Did you know that GI symptoms (diarrhea, gas, constipation, etc) may be related to some forms of arthritis? Did you know that changes in bowel or bladder habits with a low back injury is a sign of a very, very serious medical emergency? There are hundreds of other examples. While you may feel embarrassed about talking about your bowel movements, you shouldn't- trust me....we've heard it all! You may not think they are related, and maybe they aren't- but you are always better to tell your provider absolutely EVERYTHING and let us decide if it's relevant- that's why we went to so much school!
3. THIS IS NOT BURGER KING, YOU DON'T GET IT YOUR WAY (Sorry!)
We LOVE it when our patients want to get involved in their care and you're on board with your treatment plan. We LOVE to see patients excited about their health. That being said, it can be a struggle when a patient walks in and says: "this is what I have and this is what I need." You may be completely right, and it helps to have that input- nobody knows your body as well as you do; but keep an open mind. The entire goal of seeing a provider is to capitalize on their expertise and get back to health as quickly as possible. When a provider incorporates other techniques or options into your treatment plan, don't take it as if they weren't listening. You're provider is usually looking out for your best interest and not all techniques/options are right for all people. It's called a doctor-patient relationship for a reason....and you should absolutely be involved in your care. If you aren't comfortable with a technique or have questions- speak up!!! We'd rather answer questions and make sure you understand why we are doing what we are doing than have you go home frustrated!
4. JUST BECAUSE YOUR NEIGHBOR HAD IT DOESN'T MEAN YOU DO TOO.
We've all done it. Bob next door has a low back injury with leg pain, he says: "It's sciatica." Several days later you awake with leg pain. It must be sciatica too. Except for the fact that our leg pain is in a completely different area and doesn't involve the sciatic nerve at all. The best guideline is to seek care if you are in pain, regardless of what your neighbor has. Maybe Bob's "sciatica" got better without treatment; what if your case requires early care and you put it off? It's easy to miss something or over-diagnose just because of what is going on around us.
5. WEB MD DOES NOT ACTUALLY HAVE A MEDICAL DEGREE.
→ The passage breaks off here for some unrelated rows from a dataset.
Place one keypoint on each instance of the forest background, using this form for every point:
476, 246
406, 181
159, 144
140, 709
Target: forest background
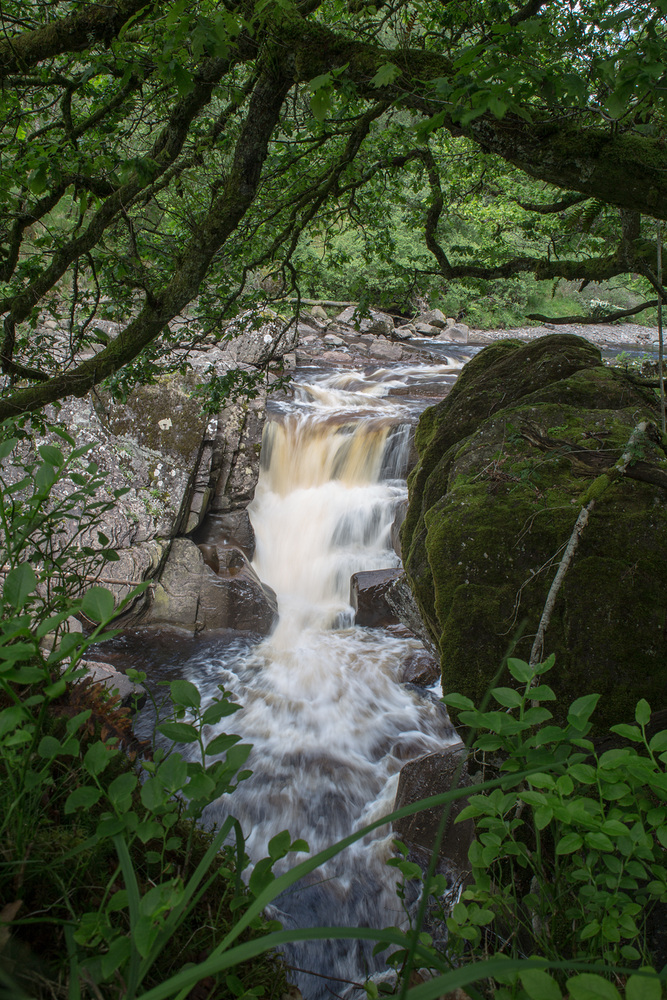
191, 159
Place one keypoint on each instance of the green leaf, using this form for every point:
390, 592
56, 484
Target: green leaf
97, 757
320, 103
659, 741
507, 697
179, 732
20, 582
569, 843
598, 841
540, 985
642, 712
37, 179
6, 447
543, 816
98, 604
120, 791
185, 693
82, 798
217, 711
582, 709
458, 701
385, 75
53, 456
48, 747
587, 986
633, 733
646, 987
520, 670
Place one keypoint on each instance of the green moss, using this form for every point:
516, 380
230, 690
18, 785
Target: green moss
492, 506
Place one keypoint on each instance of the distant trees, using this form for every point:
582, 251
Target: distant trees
154, 153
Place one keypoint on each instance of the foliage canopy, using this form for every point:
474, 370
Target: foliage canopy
159, 153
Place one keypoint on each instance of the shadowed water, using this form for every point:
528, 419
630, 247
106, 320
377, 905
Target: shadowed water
329, 723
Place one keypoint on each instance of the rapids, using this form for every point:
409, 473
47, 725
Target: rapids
329, 724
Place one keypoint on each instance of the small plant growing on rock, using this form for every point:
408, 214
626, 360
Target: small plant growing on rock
569, 865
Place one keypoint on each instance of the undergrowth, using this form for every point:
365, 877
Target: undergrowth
109, 889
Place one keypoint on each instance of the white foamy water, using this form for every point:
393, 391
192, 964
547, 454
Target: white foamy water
329, 723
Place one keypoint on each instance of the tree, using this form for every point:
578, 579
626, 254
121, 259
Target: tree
158, 153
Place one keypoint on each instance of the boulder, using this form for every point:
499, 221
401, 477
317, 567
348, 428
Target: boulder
332, 340
401, 600
426, 330
367, 597
399, 517
434, 774
221, 591
131, 695
384, 350
375, 322
256, 338
457, 332
506, 462
231, 528
419, 668
433, 318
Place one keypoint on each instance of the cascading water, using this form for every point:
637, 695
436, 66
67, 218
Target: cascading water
321, 704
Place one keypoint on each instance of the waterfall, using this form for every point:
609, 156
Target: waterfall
322, 706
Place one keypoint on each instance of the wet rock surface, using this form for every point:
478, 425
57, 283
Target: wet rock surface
367, 597
433, 774
506, 462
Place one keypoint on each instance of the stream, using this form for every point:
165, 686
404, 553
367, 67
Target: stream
322, 706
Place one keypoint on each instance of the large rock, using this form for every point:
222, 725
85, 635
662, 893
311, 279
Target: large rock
375, 322
256, 338
220, 591
506, 462
367, 596
401, 600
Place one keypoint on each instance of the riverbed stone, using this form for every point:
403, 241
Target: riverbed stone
376, 322
193, 595
433, 317
420, 668
457, 332
426, 330
130, 694
434, 774
367, 597
506, 462
401, 600
258, 337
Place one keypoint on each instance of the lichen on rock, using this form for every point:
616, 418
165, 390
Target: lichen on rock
505, 462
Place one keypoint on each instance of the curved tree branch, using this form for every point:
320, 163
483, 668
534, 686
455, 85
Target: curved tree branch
591, 320
223, 217
96, 22
558, 206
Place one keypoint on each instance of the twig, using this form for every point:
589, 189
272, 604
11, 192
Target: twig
604, 481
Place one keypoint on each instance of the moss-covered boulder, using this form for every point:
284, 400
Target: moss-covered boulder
505, 463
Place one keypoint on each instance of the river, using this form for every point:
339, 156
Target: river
329, 722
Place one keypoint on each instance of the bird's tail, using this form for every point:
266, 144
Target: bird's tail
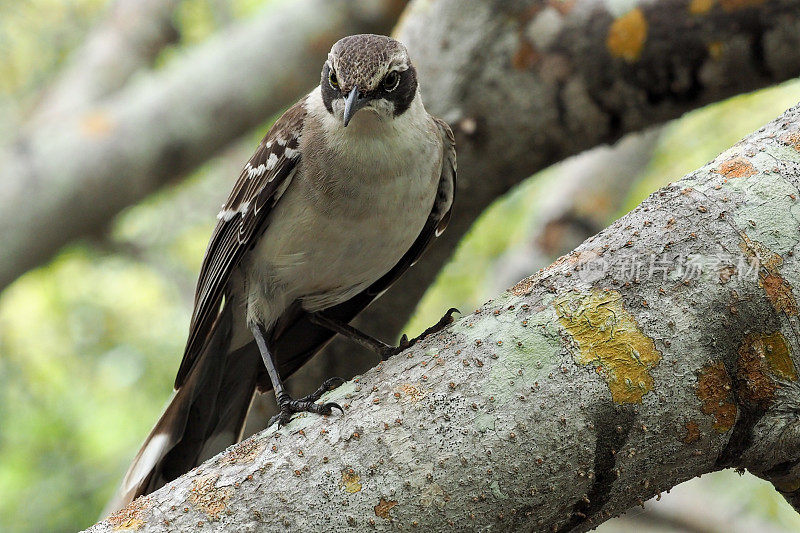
206, 415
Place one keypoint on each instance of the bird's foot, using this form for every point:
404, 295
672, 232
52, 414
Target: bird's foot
307, 404
405, 342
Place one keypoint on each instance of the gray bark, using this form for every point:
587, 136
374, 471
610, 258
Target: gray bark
587, 194
129, 38
581, 391
69, 178
526, 84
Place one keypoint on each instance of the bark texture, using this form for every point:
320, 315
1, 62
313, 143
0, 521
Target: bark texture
580, 392
129, 38
525, 83
71, 177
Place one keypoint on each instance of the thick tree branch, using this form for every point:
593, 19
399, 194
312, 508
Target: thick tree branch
127, 40
70, 178
526, 84
665, 347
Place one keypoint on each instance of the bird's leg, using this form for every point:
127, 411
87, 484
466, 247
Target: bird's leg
384, 351
286, 403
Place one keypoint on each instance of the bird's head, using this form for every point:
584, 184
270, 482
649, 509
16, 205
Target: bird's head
368, 72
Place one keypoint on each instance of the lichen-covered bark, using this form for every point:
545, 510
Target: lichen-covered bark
665, 347
525, 84
528, 83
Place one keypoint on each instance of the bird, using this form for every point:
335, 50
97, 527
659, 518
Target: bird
343, 194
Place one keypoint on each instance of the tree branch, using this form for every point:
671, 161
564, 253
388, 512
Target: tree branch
70, 178
665, 347
127, 40
526, 84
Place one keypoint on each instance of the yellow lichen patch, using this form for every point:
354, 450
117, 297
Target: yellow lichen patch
206, 497
763, 357
735, 5
738, 167
778, 290
383, 508
627, 35
523, 287
242, 453
715, 391
131, 516
700, 7
791, 139
351, 482
96, 124
609, 338
692, 432
413, 392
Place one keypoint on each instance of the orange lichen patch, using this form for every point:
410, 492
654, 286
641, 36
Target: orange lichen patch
413, 392
609, 338
383, 508
692, 432
131, 516
627, 35
738, 167
735, 5
243, 453
96, 123
206, 497
523, 287
715, 391
761, 359
526, 55
351, 482
791, 139
778, 290
700, 7
562, 6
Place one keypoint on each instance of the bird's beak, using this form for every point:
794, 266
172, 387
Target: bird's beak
353, 103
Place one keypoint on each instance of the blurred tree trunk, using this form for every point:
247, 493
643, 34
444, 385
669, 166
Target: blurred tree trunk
665, 347
125, 42
525, 84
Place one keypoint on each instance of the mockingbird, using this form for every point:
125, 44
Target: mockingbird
343, 195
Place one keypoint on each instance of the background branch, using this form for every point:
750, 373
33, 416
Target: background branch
577, 394
75, 175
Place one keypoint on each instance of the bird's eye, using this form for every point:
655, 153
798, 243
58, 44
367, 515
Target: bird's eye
391, 81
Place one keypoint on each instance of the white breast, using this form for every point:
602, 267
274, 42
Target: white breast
357, 203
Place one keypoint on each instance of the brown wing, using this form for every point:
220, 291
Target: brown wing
241, 222
297, 339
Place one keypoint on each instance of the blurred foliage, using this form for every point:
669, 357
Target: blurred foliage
89, 343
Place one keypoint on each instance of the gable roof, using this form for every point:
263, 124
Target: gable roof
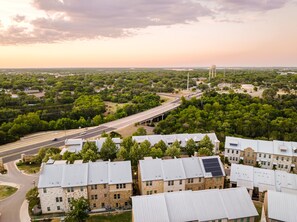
175, 169
202, 205
83, 174
282, 206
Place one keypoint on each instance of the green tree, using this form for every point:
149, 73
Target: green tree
191, 147
204, 152
269, 94
79, 212
123, 154
156, 153
162, 145
140, 132
206, 143
108, 149
89, 152
173, 151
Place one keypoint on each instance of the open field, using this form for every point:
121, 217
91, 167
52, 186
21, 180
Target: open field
6, 191
112, 217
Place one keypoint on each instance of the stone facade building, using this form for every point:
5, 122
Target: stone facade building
193, 173
280, 155
105, 184
258, 181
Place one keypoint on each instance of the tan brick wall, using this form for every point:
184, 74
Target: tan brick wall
214, 183
157, 187
102, 196
249, 157
125, 196
196, 185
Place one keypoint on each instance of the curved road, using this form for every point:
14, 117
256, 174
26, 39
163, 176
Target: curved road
10, 207
15, 153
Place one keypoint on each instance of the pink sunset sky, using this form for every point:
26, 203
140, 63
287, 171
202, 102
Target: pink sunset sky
147, 33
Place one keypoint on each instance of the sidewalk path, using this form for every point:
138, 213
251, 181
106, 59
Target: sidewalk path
10, 208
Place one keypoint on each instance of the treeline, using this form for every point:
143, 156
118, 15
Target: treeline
86, 111
235, 115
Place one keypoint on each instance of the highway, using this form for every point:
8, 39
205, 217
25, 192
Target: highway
15, 153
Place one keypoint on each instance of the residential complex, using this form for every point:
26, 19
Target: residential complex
279, 207
275, 154
258, 180
105, 184
207, 205
193, 173
181, 138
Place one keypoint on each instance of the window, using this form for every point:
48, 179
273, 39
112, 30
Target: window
116, 196
149, 183
170, 182
191, 180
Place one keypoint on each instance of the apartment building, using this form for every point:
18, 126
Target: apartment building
76, 145
279, 207
207, 205
193, 173
105, 184
258, 180
275, 154
181, 138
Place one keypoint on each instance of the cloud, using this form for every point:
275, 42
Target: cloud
76, 19
65, 20
250, 5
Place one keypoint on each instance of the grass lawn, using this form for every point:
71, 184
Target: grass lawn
119, 217
258, 206
29, 168
6, 191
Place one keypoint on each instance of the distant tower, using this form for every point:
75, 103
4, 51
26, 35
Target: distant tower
212, 72
188, 82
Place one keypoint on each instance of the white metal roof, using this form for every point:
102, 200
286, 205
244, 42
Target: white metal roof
264, 179
171, 138
119, 172
150, 208
82, 174
75, 175
282, 206
202, 205
262, 146
174, 169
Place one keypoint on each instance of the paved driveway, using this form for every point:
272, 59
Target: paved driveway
10, 207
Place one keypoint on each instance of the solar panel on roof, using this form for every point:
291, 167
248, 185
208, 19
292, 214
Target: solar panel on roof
212, 166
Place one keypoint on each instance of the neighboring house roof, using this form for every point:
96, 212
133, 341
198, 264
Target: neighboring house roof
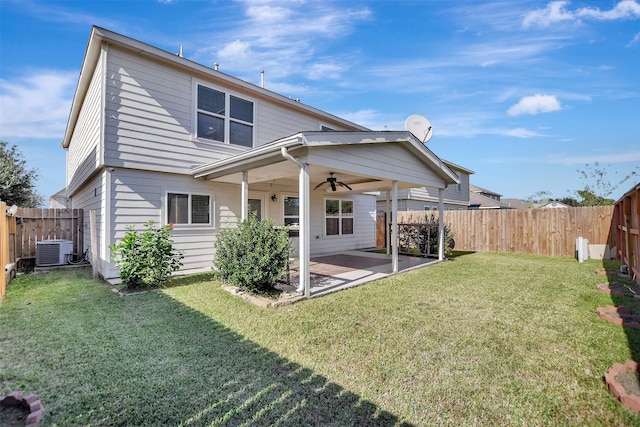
101, 35
480, 190
516, 203
456, 167
62, 194
478, 201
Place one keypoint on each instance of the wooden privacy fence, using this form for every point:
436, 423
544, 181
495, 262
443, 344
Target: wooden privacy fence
550, 232
7, 247
36, 224
627, 228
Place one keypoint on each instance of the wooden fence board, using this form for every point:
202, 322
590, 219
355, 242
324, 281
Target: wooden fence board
7, 248
37, 224
550, 232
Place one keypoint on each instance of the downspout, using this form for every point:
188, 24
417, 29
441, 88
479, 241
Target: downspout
303, 189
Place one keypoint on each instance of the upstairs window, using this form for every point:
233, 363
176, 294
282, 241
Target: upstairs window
185, 208
224, 118
338, 217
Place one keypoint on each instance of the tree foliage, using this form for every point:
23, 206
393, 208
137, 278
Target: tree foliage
253, 256
146, 259
17, 181
600, 184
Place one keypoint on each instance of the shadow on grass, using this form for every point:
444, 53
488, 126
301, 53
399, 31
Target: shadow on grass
248, 384
149, 359
627, 299
458, 254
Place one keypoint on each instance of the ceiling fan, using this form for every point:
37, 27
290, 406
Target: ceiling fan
331, 180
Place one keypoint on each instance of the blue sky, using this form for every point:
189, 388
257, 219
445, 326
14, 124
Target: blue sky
524, 93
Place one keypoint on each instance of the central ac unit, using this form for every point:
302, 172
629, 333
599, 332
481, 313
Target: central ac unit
53, 252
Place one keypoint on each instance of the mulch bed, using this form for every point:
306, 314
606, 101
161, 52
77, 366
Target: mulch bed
620, 289
622, 381
620, 316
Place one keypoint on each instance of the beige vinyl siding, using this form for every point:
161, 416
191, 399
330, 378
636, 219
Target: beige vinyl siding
450, 194
138, 197
91, 197
364, 225
401, 164
83, 157
275, 122
149, 113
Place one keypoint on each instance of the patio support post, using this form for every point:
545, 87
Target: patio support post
244, 199
440, 224
305, 219
387, 223
394, 225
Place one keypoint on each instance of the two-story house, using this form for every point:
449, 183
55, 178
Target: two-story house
154, 136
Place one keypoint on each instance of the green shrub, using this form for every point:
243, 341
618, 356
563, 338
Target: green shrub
147, 258
252, 256
423, 238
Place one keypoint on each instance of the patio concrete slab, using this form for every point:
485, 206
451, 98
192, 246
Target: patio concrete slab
343, 270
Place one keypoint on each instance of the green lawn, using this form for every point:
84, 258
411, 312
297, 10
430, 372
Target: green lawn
484, 339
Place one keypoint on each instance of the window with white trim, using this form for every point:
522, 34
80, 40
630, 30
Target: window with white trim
291, 211
187, 208
224, 117
338, 214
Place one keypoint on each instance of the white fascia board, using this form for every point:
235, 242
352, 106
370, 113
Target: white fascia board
248, 157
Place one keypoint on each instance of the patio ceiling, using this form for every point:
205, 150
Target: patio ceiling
324, 152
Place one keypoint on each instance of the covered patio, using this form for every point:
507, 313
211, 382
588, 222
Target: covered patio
347, 269
366, 162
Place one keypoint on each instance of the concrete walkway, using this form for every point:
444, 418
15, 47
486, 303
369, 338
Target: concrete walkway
342, 270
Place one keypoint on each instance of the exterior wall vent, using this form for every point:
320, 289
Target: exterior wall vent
53, 252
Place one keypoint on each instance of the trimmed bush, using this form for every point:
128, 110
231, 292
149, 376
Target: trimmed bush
253, 256
146, 259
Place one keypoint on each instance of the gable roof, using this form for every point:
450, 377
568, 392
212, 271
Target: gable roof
306, 143
100, 36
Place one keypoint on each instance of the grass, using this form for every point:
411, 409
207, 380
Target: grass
485, 339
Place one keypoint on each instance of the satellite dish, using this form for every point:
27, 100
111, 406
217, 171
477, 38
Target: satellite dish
420, 127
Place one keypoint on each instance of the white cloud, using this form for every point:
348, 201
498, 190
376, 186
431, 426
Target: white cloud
608, 158
519, 133
557, 11
535, 104
283, 38
36, 105
635, 40
554, 12
627, 9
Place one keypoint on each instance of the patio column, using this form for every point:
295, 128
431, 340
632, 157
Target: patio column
244, 198
394, 225
440, 224
304, 234
304, 258
387, 222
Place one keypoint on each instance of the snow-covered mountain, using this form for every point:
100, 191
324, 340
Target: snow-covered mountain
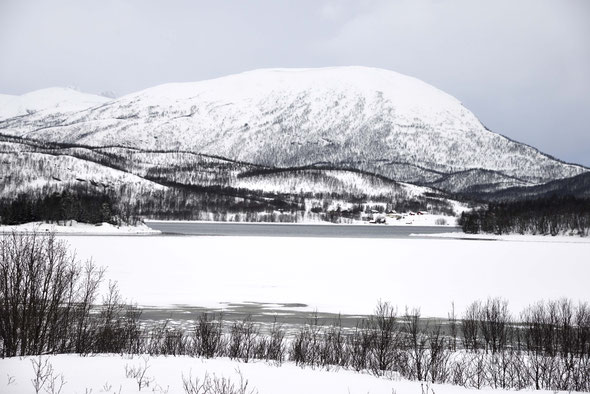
46, 102
362, 118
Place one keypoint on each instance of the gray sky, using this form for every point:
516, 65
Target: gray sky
522, 66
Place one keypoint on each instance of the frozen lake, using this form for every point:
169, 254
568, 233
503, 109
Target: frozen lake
296, 230
337, 275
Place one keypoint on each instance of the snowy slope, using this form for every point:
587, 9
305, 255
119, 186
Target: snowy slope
371, 119
48, 101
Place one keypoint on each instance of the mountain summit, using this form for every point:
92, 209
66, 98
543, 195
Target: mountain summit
353, 117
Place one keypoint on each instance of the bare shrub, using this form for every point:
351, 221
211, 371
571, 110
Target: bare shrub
45, 295
44, 377
212, 384
208, 340
138, 372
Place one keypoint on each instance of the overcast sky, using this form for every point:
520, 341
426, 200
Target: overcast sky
522, 66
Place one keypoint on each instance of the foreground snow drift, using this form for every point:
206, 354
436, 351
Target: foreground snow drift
107, 374
338, 275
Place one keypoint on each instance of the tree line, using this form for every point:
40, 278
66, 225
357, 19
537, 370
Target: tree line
546, 216
49, 304
87, 205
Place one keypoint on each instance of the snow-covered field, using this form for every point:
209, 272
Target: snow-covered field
165, 375
339, 275
72, 227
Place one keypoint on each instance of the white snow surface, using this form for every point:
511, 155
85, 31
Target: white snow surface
336, 274
50, 100
75, 228
97, 373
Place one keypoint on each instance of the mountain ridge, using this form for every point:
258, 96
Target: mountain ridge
375, 120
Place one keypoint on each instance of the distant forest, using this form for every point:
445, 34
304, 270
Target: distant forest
546, 216
82, 205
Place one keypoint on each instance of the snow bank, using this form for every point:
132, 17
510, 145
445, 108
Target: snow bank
73, 227
106, 374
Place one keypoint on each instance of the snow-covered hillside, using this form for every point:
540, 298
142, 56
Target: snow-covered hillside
366, 118
46, 102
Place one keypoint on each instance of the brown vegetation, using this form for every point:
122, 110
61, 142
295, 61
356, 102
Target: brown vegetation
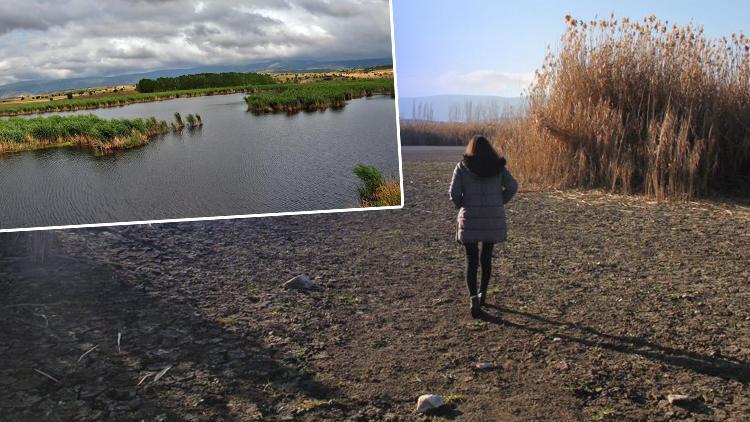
633, 107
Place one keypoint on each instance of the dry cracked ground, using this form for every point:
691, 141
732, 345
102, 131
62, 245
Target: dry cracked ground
601, 307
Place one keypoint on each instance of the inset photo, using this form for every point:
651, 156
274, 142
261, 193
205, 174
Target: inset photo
163, 111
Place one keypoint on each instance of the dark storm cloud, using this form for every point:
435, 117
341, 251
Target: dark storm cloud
70, 38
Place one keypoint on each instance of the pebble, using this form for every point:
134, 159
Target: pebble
678, 398
301, 282
427, 402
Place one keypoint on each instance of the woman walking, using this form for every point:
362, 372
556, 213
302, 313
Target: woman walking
480, 188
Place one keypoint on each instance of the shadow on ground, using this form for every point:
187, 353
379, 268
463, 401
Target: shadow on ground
725, 368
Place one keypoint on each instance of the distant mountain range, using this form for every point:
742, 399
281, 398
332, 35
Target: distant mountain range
293, 65
460, 108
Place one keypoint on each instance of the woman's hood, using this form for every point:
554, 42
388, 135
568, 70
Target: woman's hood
484, 167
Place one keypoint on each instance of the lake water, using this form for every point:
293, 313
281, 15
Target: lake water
238, 163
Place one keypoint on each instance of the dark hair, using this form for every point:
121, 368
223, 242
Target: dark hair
481, 158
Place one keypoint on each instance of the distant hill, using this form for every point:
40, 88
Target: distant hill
457, 107
293, 65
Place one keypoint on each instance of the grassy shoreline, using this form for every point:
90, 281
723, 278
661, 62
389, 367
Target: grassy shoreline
269, 93
114, 101
292, 98
91, 132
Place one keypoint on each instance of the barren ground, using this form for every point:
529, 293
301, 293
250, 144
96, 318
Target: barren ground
601, 306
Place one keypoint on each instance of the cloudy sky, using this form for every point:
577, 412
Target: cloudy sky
489, 47
55, 39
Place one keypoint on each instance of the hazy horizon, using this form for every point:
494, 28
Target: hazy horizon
72, 39
494, 48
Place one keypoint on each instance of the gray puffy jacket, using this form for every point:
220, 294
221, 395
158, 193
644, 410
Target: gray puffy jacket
481, 203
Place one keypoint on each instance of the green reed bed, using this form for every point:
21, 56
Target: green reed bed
313, 96
115, 101
101, 135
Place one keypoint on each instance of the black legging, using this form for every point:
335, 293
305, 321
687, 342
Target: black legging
472, 265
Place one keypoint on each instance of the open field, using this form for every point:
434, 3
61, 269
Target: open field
266, 98
601, 306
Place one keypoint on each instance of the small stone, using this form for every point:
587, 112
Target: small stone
678, 398
301, 282
427, 402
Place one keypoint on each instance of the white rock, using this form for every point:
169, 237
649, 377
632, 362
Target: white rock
301, 282
429, 402
678, 398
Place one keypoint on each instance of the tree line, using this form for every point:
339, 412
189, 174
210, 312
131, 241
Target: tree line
203, 80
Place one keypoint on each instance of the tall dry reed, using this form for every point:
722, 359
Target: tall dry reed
646, 107
632, 107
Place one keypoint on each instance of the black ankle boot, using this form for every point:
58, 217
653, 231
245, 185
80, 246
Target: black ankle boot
475, 308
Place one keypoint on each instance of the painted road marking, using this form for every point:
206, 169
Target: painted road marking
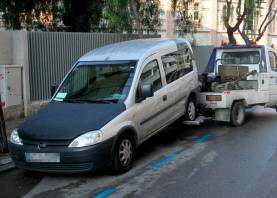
202, 139
162, 161
104, 193
154, 165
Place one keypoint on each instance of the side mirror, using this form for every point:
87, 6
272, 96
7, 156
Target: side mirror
53, 89
145, 91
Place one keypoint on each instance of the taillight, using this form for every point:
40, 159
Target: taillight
213, 98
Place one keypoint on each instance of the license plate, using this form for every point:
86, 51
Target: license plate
42, 157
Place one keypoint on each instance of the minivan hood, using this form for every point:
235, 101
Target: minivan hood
66, 121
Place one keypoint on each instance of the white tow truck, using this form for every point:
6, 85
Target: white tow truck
236, 78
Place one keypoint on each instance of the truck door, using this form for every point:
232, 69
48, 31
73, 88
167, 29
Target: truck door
273, 79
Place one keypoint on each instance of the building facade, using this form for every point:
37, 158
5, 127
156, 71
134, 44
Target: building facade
208, 15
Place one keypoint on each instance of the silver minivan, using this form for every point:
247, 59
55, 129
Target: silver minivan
113, 99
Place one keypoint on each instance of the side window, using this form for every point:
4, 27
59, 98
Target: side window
177, 64
272, 60
151, 75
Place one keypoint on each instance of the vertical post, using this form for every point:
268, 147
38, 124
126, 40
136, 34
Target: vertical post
20, 57
3, 135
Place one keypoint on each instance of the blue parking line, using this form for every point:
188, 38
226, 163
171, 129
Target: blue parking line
203, 138
105, 193
162, 161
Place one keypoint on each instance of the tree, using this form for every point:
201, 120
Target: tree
227, 13
184, 20
116, 16
29, 14
82, 15
249, 23
132, 16
247, 12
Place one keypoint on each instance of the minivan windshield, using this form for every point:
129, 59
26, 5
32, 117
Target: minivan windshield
101, 82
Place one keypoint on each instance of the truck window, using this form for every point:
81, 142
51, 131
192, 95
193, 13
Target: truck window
272, 60
151, 75
177, 64
242, 57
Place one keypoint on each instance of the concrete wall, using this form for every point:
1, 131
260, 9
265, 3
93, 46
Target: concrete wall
6, 47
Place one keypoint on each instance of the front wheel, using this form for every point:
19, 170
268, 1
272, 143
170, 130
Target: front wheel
190, 110
237, 114
124, 154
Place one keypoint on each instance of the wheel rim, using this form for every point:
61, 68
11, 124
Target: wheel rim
191, 110
239, 113
125, 152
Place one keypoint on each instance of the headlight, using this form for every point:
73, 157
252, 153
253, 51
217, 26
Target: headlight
15, 139
87, 139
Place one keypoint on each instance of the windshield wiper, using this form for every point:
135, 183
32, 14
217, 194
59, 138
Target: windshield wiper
96, 101
87, 101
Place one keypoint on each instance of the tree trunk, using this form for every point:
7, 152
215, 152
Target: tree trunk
244, 37
231, 37
3, 135
136, 18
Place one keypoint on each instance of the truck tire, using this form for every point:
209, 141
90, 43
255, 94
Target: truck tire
191, 113
237, 114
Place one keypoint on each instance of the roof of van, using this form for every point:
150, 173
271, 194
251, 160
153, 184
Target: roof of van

While the internet is a thriving source of information and WebMD or mayoclinic.com can have some good information about conditions, it's not exactly a replacement for professional medical advice and care. Treatments are much less effective when conditions are improperly diagnosed and many treatments may actually make the problem worse. In addition, most conditions become harder to treat and will require more treatment (either more aggressive or more frequent= more expensive!) the longer they are allowed to fester. Heaven-forbid something more serious is underlying your pain- the sooner it is diagnosed and treated, the better the outcome. Period. A proper diagnosis is the #1 battle, so don't risk losing the war!